In the recently published decision in the High Court case of Portolana Compania Naviera v. Vitol SA - “The Alfrapearl”, the judge, Mr. Justice Tomlinson, had to consider the difficult question of what constituted equipment and the circumstances where the charterers could rely on the half rate provisions of Asbatankvoy Part II Clause 8 (as amended by Vitol’s additional chartering clauses). The charterers had instructed the vessel to discharge via the M’bao sealine at Dakar. Unfortunately, this line was in poor condition and had leaked on several previous occasions. Although the master claimed that he had observed oil on the surface of the sea as he was proceeding to the berth, discharge was allowed to commence. However, it quickly became apparent that oil was leaking from the sealine and the vessel had to leave its mooring. Two attempts to repair the line failed. The vessel was able to discharge, at the third berthing, only after the final section of the sealine and the end manifold had been replaced by flexible hoses.
The judge decided that the delays to the vessel were not “delays in berthing” and were therefore not covered by the last sentence of clause 6 of Asbatankvoy. Furthermore, the delays could not be considered as time moving from the anchorage to the berth as defined in clause 7.
Turning to clause 8, he had difficulty in accepting that the sealine, which incidentally was cased in concrete, was equipment. Nevertheless, the judge conceded that the pipeline end manifold where the leak occurred might be defined as equipment. The flanges on this manifold were apparently corroded as a result of inadequate maintenance. The leak in question had not been cured by attempts to tighten the bolts on the flange or by the application of quick-drying cement. Mr. Justice Tomlinson, who has considerable experience of hearing shipping disputes, decided that in these circumstances it was not appropriate to describe the leak as a breakdown. He concluded that it was a problem that had been allowed to continue unremedied for a considerable period of time. The owners were therefore entitled to recover in full their claim for demurrage and shifting costs. Significantly, the charterers have been granted leave to appeal.
In the last few months we have encountered a surprising increase in the number of disputes relating to the scope of the charterer’s warranty in clause 9 of Asbatankvoy Part II to provide “a berth reachable on arrival”. It seems that some ship owners have been encouraged by an unpublished award from a single arbitrator who apparently concluded that the “reachable on arrival” warranty overrode not only the exceptions to laytime/ demurrage in the Asbatankvoy form but also cancelled out the effect of exceptions contained in the additional clauses. It would appear that this decision has ignored the words of Lord Roskill in The “Laura Prima” : "‘Reachable on arrival’ is a well-known phrase and means precisely what it says.
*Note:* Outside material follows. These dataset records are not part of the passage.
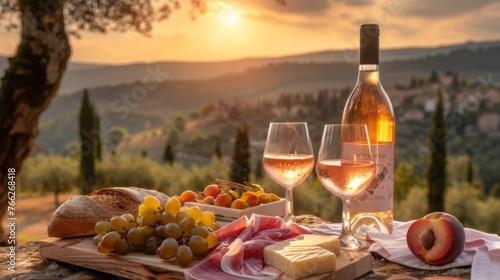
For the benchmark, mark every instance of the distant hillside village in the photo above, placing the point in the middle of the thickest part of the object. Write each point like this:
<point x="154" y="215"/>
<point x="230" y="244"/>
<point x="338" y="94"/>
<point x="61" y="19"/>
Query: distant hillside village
<point x="479" y="101"/>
If a berth cannot be reached on arrival, the warranty is broken unless there is some relevant protecting exception….” It also contradicts all the other arbitration awards which we have seen over recent years where arbitrators have accepted that the “Laura Prima” referred specifically to the application of the last sentence of clause 6 of Asbatankvoy. The normal conclusion is that the half-rate exceptions to demurrage in clause 8 and the exceptions in additional clauses such as the Conoco Weather Clause will apply regardless of whether or not the berth is available on arrival. Please refer to News Update No.4 for further comment on the application of the Conoco Weather Clause and to News Update No.20 for additional information on The “Laura Prima” judgment. Needless to say, ship owners who persist in holding that all time will count regardless of any exceptions to the contrary if a berth is not immediately available when their vessel arrives at the port, are encouraging charterers either to strike out the “reachable on arrival” warranty or to switch to a more charterer-friendly charter party.